The far reaching ramifications of a legal parent/child relationship, including but not limited to social security benefits, military benefits, child support, possible inclusion in group medical coverage, inheritance rights, et cetera, are better served by completing legal adjudication rather than resting on this shortcut which Olmsted County argues has been local practice for some timé. I can only note that the importance which Olmsted County places on respondent’s written acknowledgement of parentage cannot safely be assumed for the rest of the child’s life to have that same importance in all 50 states in this country, in the federal system, and in other countries. A simple example is holographic wills.1 Many jurisdictions recognize their validity and consider them true testamentary documents capable of passing on property. Minnesota does not. Minnesota chooses to state that despite the fact holographies can be authenticated as a true desire of a deceased’s intentions, and despite the fact other states recognize them, we do not want to. What would prevent other jurisdictions from viewing Minnesota’s paternity presumption, based on a signed declaration but unaccompanied by further court action, in the same light?

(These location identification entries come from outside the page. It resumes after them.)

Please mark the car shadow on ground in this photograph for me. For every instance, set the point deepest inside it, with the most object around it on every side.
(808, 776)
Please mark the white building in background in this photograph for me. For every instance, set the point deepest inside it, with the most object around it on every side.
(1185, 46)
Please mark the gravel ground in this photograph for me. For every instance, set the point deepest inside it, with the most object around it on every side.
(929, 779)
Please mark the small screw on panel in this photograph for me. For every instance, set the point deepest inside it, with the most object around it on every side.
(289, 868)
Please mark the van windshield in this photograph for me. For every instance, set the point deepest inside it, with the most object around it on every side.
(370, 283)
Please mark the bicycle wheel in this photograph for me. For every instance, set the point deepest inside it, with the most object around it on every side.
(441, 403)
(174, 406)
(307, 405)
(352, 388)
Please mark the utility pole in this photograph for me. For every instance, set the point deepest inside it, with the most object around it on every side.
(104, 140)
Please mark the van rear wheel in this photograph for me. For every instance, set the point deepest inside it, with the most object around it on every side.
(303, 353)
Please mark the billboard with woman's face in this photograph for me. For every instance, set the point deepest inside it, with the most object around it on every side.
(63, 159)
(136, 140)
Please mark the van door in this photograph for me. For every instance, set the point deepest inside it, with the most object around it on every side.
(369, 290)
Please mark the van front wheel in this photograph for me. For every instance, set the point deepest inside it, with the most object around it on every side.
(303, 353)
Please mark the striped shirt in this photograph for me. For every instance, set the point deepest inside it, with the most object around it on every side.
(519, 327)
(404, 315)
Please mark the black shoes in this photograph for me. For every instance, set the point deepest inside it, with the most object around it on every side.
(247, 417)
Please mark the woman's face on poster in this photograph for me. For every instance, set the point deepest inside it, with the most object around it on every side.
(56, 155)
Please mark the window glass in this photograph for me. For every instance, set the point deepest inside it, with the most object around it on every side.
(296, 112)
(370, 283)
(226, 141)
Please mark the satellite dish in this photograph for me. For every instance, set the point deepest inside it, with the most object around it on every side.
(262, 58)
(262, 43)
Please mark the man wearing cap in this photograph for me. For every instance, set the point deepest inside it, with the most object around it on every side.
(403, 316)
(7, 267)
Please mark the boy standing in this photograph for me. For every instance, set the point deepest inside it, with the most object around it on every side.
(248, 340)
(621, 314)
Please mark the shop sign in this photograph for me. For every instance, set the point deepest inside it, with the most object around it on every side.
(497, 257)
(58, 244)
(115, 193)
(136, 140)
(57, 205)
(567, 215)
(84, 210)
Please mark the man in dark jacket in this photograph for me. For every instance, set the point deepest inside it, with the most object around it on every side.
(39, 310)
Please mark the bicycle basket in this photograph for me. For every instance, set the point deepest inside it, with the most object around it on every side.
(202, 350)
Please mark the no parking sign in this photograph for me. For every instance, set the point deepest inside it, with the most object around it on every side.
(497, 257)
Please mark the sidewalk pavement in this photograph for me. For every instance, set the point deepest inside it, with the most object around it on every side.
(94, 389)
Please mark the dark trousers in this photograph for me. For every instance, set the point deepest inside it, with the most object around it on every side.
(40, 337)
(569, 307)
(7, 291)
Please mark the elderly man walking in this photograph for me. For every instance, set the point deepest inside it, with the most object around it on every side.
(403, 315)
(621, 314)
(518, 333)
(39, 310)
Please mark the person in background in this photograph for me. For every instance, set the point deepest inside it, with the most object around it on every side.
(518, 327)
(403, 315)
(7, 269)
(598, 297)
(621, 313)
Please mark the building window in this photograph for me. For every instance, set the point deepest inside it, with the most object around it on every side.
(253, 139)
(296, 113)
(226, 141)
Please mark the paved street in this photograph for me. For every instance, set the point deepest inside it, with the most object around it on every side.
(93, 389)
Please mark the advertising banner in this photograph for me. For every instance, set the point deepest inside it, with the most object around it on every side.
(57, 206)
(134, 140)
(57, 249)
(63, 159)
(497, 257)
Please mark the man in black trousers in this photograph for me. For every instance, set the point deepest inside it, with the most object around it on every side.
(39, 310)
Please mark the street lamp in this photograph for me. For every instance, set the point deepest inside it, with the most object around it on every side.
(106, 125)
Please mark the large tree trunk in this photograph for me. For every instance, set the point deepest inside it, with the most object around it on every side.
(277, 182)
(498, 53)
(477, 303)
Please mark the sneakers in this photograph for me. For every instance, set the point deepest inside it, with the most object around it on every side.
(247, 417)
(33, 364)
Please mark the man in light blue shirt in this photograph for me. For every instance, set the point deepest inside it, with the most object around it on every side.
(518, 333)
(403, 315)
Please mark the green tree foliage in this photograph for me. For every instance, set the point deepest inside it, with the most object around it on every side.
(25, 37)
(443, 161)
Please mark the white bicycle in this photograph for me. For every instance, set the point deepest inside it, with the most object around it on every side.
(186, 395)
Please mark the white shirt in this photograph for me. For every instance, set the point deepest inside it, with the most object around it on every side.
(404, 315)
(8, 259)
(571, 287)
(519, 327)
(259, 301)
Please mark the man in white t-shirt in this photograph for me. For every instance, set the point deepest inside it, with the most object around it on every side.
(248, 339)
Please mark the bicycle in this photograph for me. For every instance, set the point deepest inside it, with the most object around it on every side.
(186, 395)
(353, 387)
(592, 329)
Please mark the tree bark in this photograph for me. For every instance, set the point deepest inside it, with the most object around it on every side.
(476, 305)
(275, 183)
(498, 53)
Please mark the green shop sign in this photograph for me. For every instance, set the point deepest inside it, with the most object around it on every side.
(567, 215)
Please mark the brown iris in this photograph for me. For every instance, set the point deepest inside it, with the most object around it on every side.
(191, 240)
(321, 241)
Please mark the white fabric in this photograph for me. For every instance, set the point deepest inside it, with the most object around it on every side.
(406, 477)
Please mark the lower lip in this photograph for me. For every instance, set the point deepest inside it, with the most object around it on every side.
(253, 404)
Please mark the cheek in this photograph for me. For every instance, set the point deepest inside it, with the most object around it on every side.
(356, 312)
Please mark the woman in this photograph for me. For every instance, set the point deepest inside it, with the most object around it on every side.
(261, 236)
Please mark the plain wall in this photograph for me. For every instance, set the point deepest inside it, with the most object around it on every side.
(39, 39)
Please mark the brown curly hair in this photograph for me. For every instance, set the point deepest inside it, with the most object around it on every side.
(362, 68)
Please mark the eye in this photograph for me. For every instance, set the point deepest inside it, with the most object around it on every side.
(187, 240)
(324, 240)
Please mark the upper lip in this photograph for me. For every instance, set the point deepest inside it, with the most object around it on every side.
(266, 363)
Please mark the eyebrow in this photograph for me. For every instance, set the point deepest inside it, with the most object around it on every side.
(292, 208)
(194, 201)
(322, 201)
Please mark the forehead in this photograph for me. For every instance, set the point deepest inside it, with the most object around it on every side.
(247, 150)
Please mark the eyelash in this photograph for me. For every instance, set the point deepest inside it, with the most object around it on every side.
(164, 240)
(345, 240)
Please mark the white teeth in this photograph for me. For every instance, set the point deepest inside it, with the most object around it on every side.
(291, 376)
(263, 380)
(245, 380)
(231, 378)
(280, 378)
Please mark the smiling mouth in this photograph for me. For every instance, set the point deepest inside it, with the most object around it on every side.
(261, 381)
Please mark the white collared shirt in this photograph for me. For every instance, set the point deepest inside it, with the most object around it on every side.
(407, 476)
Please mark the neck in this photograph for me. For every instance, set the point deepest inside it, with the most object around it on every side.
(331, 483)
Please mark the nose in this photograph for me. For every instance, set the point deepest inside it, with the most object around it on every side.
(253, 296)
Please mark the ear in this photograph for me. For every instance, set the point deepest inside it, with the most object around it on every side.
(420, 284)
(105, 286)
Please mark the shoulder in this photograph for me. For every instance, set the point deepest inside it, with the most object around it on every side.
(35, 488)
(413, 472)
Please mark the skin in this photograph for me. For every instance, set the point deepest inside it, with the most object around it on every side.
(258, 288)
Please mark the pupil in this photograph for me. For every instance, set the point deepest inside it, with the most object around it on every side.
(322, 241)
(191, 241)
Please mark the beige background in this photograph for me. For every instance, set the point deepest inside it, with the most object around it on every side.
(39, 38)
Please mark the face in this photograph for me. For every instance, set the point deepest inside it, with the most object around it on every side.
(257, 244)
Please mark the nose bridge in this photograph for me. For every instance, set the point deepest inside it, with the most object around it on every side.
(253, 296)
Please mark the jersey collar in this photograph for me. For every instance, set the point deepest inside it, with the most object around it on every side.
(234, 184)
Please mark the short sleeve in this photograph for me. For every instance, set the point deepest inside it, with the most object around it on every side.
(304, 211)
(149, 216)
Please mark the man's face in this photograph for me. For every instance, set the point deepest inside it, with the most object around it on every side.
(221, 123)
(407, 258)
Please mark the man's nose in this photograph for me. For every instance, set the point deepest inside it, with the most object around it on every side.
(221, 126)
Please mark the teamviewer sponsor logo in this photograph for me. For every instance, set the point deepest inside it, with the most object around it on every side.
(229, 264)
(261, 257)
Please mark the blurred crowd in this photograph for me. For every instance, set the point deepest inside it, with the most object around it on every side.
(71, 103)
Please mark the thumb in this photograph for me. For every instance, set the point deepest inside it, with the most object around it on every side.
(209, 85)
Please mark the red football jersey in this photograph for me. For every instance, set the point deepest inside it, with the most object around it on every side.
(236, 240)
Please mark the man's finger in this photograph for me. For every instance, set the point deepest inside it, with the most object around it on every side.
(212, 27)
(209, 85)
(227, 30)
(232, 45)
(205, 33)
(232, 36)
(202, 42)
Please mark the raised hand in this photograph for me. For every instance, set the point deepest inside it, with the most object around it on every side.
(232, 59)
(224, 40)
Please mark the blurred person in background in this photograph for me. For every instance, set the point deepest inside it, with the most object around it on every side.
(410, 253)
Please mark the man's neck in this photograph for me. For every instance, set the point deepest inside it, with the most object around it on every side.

To preserve the importance of a rule of law and to permanently put to rest the legal issue of respondent’s relationship to the child, Olmsted County should complete the process of legal adjudication of paternity. I would affirm the trial court.

. Holographic wills are handwritten by the testator and are not witnessed. The Uniform Probate Code recognizes holographic wills. Uniform Prob.Code § 2-503. Approximately half of the states recognize holographic wills. William M. McGovern, Jr., et ah, Wills, Trusts & Estates § 4.5 at 173 (1988). Minnesota does not recognize holographic wills. See Minn.Stat. § 524.2-502 (1992).